Le 01 avril 2021, par Philippe Dufour

Tableaux et mobilier anciens ont composé le menu d’une session où l’on remarquait une commode du XVIIIe siècle estampillée et deux scènes animées, l’une par des volatiles rustiques, l’autre par des pêcheurs bretons.
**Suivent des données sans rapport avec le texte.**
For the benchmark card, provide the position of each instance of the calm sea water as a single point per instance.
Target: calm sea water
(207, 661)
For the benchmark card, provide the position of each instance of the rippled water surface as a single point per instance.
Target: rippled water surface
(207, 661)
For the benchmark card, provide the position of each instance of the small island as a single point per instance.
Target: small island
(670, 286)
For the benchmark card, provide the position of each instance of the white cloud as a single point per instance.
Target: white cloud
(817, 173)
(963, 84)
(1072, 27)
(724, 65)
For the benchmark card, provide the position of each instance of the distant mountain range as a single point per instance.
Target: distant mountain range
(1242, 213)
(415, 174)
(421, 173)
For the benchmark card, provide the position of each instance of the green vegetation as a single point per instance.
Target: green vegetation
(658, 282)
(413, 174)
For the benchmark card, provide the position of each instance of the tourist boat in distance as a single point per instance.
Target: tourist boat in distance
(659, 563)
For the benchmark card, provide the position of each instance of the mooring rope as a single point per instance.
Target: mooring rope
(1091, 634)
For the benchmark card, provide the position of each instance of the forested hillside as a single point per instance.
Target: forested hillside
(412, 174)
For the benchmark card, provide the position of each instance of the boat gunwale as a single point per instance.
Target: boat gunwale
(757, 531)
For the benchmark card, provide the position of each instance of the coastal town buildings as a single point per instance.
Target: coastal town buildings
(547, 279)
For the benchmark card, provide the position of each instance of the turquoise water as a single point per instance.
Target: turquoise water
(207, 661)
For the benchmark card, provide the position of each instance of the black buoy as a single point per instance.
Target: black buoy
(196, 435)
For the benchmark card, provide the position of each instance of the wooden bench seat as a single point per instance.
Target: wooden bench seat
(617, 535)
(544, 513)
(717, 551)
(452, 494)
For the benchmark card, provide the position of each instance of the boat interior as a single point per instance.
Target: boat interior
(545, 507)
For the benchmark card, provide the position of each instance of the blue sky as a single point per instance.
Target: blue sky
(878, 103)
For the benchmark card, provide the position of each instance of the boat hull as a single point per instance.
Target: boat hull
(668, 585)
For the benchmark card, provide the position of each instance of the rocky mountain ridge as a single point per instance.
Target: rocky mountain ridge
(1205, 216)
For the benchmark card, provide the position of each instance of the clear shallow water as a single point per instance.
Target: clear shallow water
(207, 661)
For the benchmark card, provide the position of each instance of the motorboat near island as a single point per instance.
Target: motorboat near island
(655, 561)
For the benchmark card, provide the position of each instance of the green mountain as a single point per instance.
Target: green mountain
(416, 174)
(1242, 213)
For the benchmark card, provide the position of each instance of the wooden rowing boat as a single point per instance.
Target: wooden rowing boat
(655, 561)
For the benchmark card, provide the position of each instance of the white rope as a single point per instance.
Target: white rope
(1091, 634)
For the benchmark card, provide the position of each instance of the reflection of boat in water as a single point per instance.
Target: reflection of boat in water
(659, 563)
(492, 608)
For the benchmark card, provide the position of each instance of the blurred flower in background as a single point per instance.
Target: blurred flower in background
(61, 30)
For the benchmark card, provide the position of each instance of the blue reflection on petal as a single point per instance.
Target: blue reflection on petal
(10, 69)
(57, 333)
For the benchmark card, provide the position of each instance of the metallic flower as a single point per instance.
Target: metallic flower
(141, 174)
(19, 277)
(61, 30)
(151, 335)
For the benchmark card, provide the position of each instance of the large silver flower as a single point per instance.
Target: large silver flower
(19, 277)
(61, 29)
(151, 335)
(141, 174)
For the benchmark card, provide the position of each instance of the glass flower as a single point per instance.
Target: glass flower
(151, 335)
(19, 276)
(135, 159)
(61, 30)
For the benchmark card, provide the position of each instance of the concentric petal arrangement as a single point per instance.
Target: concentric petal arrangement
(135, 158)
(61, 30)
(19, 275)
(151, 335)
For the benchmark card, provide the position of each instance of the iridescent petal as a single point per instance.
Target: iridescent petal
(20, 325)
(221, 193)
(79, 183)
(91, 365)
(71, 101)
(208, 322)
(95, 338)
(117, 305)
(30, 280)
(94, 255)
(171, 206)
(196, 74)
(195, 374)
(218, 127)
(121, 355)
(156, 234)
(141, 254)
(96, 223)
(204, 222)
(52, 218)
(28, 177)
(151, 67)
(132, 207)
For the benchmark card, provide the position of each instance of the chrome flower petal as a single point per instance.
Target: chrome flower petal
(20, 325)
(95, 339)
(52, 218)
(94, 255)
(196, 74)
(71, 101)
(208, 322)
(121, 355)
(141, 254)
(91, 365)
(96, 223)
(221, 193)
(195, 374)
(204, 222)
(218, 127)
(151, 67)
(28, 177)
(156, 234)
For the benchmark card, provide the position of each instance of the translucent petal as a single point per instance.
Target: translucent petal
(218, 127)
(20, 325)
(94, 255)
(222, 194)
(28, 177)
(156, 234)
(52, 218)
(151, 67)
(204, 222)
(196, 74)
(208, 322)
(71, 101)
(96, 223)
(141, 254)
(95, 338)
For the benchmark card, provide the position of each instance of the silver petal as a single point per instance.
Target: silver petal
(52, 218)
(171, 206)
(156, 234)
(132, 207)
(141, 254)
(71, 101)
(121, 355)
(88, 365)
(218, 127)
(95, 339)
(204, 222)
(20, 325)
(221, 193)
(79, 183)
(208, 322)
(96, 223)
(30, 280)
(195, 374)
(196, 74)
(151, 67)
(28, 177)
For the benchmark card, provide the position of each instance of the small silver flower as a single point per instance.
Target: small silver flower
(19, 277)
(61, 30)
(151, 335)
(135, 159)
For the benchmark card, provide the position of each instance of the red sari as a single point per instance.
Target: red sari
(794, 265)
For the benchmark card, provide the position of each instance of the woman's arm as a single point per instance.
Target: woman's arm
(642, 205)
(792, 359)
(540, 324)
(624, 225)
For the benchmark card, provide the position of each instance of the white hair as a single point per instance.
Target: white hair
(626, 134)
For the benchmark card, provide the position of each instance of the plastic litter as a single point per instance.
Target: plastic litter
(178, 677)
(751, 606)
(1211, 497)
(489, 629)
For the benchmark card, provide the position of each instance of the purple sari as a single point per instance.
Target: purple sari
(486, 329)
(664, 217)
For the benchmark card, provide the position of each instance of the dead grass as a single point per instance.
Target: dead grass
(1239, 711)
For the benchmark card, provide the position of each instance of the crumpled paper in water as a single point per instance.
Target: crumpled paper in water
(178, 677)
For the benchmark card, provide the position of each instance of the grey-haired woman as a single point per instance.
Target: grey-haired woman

Attribué à Philipp Ferdinand de Hamilton (1664-1750), Paysage avec des martins pêcheurs, alouettes, hirondelles et bouvreuils, huile sur toile, 57 41,5 cm.
Adjugé : 16 740 

Attribuée à Philipp Ferdinand de Hamilton, ce Paysage avec des martins pêcheurs, alouettes, hirondelles et bouvreuils, au coloris sombre ponctué des taches vives des plumages, a retenu toute l’attention des amateurs de peinture animalière de l’ère baroque. Issu d’une famille d’artistes d’origine écossaise installée à Bruxelles, alors cité appartenant aux Habsbourg, Hamilton a travaillé pour la dynastie autrichienne, se spécialisant dans des natures mortes mettant souvent en scène basses-cours ou trophées de gibier… Apprécié par l’empereur Charles VI et par sa fille, Marie-Thérèse, l’art du peintre a été ici récompensé par 16 740 €. L’autre artiste mis en lumière se nomme Pierre de Belay, qui signait la vision d’un groupe de Pêcheurs sur le pont, Audierne, en 1929. La toile (46 55 cm) est très représentative du monde laborieux et authentique dont il s’est fait le chroniqueur. À ce titre, elle recevait 5 231 €. C’est au rayon mobilier qu’il fallait aller chercher un troisième score, celui de 6 200 € prononcé sur une élégante commode à façade arbalète, d’époque Louis XV (92 132 65 cm). En placage de rose et de violette, à dessus de marbre rouge, elle affiche d’excellentes proportions dues au talent de son auteur, l’ébéniste parisien Germain Landrin (reçu maître en 1738).